Ce qui se passe là-bas nous affecte tous d'une manière ou d'une autre. Mais la vie continue, la route aussi et la misère de là-bas n'atténue pas nécessairement celle d'ici.
Ça se passe en fin de nuit, je viens de déposer des universitaires aux résidences de l'UdeM et redescend vers le centre-ville sur Côte-des-Neiges. Stoppé à un feu, je vois un jeune asiatique qui attend dans l'abribus. Je lui jette un coup d'oeil pour m'assurer qu'il ne veut pas d'un taxi et je m'apprête à repartir quand je le vois s'avancer vers l'auto. Il ouvre la portière à côté de moi, mais n'embarque pas.
— J'ai juste 4 $ Vous pourriez pas m'amener jusqu'à Sherbrooke? C'est parce que je sors de l'hôpital pis j'ai de la misère à marcher.
Avant qu'il ne finisse sa phrase, il se penche pour remonter le bas de son pantalon. Il a le tibia tellement croche que c'est à se demander comment il fait pour tenir debout.

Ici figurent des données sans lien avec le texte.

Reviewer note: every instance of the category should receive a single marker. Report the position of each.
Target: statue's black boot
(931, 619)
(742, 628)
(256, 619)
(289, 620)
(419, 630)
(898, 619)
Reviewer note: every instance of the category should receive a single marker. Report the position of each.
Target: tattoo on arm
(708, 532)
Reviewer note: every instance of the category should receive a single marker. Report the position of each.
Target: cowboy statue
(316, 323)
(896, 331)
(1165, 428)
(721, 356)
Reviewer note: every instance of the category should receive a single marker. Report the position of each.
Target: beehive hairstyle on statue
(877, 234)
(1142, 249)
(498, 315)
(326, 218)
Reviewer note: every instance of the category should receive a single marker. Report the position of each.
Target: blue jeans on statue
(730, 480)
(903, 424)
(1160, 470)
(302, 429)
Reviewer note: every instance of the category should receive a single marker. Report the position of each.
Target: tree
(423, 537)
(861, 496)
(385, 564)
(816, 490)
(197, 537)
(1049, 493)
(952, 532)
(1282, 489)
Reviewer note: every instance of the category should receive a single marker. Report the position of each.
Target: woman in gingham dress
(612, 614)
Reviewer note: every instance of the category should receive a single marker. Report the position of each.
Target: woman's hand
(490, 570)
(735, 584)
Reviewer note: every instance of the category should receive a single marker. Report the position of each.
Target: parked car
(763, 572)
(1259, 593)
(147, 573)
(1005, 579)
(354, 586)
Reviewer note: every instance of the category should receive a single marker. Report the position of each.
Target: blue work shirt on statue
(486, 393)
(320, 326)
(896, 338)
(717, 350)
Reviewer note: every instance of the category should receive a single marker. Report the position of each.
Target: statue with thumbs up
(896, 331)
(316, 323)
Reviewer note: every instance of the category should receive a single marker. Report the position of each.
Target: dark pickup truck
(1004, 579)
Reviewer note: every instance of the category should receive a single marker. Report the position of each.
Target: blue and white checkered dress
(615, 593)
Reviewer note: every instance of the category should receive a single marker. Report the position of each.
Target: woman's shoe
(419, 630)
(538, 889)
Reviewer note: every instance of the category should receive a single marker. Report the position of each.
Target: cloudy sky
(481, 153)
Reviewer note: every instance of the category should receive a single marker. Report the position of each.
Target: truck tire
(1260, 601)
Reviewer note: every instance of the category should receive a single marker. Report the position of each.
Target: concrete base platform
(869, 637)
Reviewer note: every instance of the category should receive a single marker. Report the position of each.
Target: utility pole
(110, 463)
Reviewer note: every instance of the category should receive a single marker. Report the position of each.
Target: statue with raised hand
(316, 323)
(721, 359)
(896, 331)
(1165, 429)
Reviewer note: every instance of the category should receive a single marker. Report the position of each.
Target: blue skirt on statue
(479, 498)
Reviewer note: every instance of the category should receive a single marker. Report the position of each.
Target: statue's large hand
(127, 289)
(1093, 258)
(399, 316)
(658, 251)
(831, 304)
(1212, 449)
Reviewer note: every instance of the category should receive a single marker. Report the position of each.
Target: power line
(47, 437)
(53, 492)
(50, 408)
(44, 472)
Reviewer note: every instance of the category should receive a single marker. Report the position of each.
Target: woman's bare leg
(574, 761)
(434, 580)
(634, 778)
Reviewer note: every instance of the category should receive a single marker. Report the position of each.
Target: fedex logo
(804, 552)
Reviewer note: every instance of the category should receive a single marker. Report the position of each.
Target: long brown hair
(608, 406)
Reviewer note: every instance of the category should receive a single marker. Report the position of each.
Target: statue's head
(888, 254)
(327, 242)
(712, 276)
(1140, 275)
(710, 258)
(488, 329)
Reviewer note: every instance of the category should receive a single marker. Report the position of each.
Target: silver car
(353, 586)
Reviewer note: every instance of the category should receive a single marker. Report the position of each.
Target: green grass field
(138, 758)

Stupéfait je lui dis de monter.
— J'ai eu un accident d'auto et ça s'est mal ressoudé, il va falloir qu'ils me cassent la jambe une autre fois.
Il m'apprend qu'il s'est fait rentrer dedans par une auto pendant qu'il quêtait au coin d'une rue. Il ne me dit pas ce qui l'a amené à faire la manche, mais peu à peu il me confie qu'il a perdu ses parents et que le seul membre de la famille qui lui restait est disparu dans le tsunami il y a cinq ans. Il me dit que le seul ami qui lui reste est son chien.
Je ne sais pas trop quoi lui répondre. Je l'écoute en continuant de rouler. Je repense à ce noir la veille, à qui j'ai demandé s'il était haïtien. Il était ruandais. Je n'ai pas su quoi lui répondre non plus. Ni à cet autre client qui m'a demandé de l'amener à un autre guichet automatique parce qu'il y avait une demi-douzaine de sans-abris qui squattaient la place. On ne sait pas toujours quoi dire. Ni quoi faire.
J'ai reconduit le jeune asiatique au coin de St-Denis et De Maisonneuve. Je ne sais pas où il s'en allait vraiment. Ni où il passerait la nuit. Probablement avec son chien dans un coin pas trop froid, ni trop humide.
Je lui ai dit de garder son argent.
Je lui ai dit courage.
Je n'ai pas su quoi lui dire de plus.